He was called Lial. Lial lined us up. He stood in front of a woman in a fleece sweater and a long skirt. “You can sing,“ he stated.
“I have never sang in my life,” she said with equal confidence.
“That doesn’t mean you can’t,” he smiled and pointed to a door.
When you’re dead, arguing seems pointless. Especially with a man in a purple suit and an oversized black rose. The woman shrugged and opened the door.
The door screamed at the woman. Bright lights billowed in and out of the opening and the sounds of audiences cheering stirred whatever brain matter I still had in my skull. She stepped inside and the door closed behind her, leaving the rest of us in the silence of the penny room.
“You,” Lial said to a very old man in a robe about as old as him. “Do you believe in magic?”
“No,” said the old man to the very magical Lial in the very magical room.
Lial smiled, it seemed all his face could do. “Excellent! You shall be the Magician.”
“I don’t believe in magicians.”
“Doesn’t mean you aren’t one.”
“Right,” the old man stepped through the door.
Lial came to me. His eyes were black and big and inhuman. He had no pupils or irises or whites of the eyes. Only black, like his rose. But when he looked at me, there was something deeply human about him. I wanted to give him a hug.
“Do you have any special talents?” he asked me. He seemed unsure about me.
“No,” I said. I didn’t remember anything about who I was. But if all I had in my pockets when I died were a penny, a pen, and a daisy, I could not have been anything special.

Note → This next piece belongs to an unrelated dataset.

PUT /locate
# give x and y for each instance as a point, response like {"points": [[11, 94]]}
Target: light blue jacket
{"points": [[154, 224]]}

“I think you’re right,” he nodded slowly.
“What should we do about that?"“
“Well, I have something for someone like you.”
“Like me?”
“It’s a really hard job,” he said.
“I don’t mind.”
“Great!” His arms were wide open as he gestured to the door. I wanted to give him a hug but I resisted.
“Will I see you again?” I asked suddenly. We had been together for only a moment, but I liked the way his face fit together like a puzzle that had lost some of its pieces. The proportions slightly off, the contour of his cheeks slightly too high, his eyes too big. I liked his hair and the color of his hands, his chapped knuckles made him seem alive even though I was sure he wasn’t.
He seemed surprised by my outburst, and answered with honesty, “You will see people like me, but you will never see me again.”
“I don’t like that.”
“Never is a long time, isn’t it?”
“I don’t like that there are people like you but not you.”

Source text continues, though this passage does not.